Pirkei Avot teaches that the mouth of this well was one of the 10 special things that was created during twilight on the eve of the first Shabbat. These 10 things have both a natural and supernatural quality; they were made during creation for future need. When Miriam dies, the well also disappears.
The people assemble against Moses and Aaron in anger because they lack water.
Moses and Aaron go to the Tent of Meeting to escape the angry masses and ask for God's help. God directs them to bring the rod to the rock and get water from it. But Moses and Aaron misrepresent themselves, declaring to the people: "Shall we get water for you out of this rock?" They do not attribute this miracle to God, but rather try to take the credit themselves. For this they are punished by not being allowed to enter the land before they die.
The subject of wells arises again in Hukkat when the people make their last part of the journey through the desert. Once again, they are thirsty, and when they arrive at Beer, a name that means "well," God says to Moses, "Assemble the people that I may give them water." Israel responds by singing a song in honor of the well. The song describes this as "the well which the chieftains dug." It speaks of the well being dug with the maces and staffs of nobles.
This is quite a different well from Miriam's, which appeared wherever they needed it in the desert while she lived, and from the two rocks that Moses hit with his rod. This is a well introduced by God, but dug by humans.

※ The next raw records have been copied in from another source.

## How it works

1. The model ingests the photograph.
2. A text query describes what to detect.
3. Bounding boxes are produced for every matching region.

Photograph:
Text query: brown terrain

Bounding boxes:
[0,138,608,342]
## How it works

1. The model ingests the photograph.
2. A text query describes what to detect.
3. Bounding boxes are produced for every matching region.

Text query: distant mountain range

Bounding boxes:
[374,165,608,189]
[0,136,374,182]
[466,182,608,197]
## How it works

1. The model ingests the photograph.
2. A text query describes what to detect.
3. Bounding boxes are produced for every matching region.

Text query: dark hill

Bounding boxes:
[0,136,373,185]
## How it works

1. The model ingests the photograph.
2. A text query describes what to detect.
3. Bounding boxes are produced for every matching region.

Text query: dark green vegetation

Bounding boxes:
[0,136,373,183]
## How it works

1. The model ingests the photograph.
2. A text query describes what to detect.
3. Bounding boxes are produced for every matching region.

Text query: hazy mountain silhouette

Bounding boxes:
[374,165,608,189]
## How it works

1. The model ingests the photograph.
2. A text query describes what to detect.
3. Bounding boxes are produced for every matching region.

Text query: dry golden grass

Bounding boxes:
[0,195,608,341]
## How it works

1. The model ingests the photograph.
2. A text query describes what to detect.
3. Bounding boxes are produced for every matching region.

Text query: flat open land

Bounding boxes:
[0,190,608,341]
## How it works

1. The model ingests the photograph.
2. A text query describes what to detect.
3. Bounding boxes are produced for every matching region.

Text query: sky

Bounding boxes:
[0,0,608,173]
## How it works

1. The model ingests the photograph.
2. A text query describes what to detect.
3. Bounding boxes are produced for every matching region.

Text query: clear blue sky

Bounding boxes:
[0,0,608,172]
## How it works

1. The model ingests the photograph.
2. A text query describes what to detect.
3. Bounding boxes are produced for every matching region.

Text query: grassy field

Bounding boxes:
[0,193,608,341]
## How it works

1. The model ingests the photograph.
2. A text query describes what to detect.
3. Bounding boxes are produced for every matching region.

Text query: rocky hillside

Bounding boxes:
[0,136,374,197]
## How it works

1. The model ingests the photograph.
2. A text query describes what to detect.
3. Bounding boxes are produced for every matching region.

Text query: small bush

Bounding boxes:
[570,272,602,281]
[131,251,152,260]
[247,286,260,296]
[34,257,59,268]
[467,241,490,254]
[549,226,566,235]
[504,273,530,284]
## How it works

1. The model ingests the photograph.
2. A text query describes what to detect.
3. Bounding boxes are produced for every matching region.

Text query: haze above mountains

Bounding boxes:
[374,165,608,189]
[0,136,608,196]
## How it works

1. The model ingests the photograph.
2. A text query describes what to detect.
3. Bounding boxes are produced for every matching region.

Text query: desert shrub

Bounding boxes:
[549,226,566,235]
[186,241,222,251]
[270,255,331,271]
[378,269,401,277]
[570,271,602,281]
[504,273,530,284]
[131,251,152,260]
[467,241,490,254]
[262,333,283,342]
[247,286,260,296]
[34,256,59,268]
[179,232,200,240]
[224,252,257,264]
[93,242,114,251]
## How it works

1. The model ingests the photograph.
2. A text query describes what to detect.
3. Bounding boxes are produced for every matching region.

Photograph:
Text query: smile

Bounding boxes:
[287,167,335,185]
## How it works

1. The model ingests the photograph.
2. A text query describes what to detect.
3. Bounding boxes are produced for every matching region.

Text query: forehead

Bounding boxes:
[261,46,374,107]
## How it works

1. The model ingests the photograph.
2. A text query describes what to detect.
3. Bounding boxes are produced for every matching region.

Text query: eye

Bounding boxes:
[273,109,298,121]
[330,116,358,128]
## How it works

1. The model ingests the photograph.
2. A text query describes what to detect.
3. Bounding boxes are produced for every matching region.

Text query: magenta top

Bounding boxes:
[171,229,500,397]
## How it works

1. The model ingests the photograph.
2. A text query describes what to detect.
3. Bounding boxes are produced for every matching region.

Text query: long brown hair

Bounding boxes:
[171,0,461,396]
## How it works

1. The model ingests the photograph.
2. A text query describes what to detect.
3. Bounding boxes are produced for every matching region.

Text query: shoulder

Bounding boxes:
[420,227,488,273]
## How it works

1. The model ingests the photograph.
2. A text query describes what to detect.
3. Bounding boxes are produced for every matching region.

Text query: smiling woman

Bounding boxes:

Created during the twilight of the first Shabbat, mysteriously appearing whenever and wherever the people needed it, the legend of Miriam's well is symbolic of faith in the sustaining power of what is mysterious and beyond our understanding.
Yet, I am equally moved by the spirit with which the people welcome this human-dug well, singing spontaneously to it. In the desert, they were completely dependent on God for water, but as they get closer to the land that they will settle in, they begin to move toward greater self-dependency.
With Land Comes Responsibility
While the Torah always links success in working the land to following God's commandments, this shift in types of wells indicates that the people must do more than follow the mitzvot to make the land a place where they can live. They will be asked to dig their own wells, plant their own seeds and raise their own meat. Manna will not fall once they enter this land. With the gift of the Promised Land comes responsibility to tend it with their own hands.
The legend of Miriam's well continues to resurface in our own day, reminding us of the merit of the righteous and of the mysterious never-ending Source of Life, unseen but just below the surface. The well at Beer also springs up, reminding us of the hard, physical labor of those who came before us, and of how much digging we need to keep doing for the privilege of living on this earth.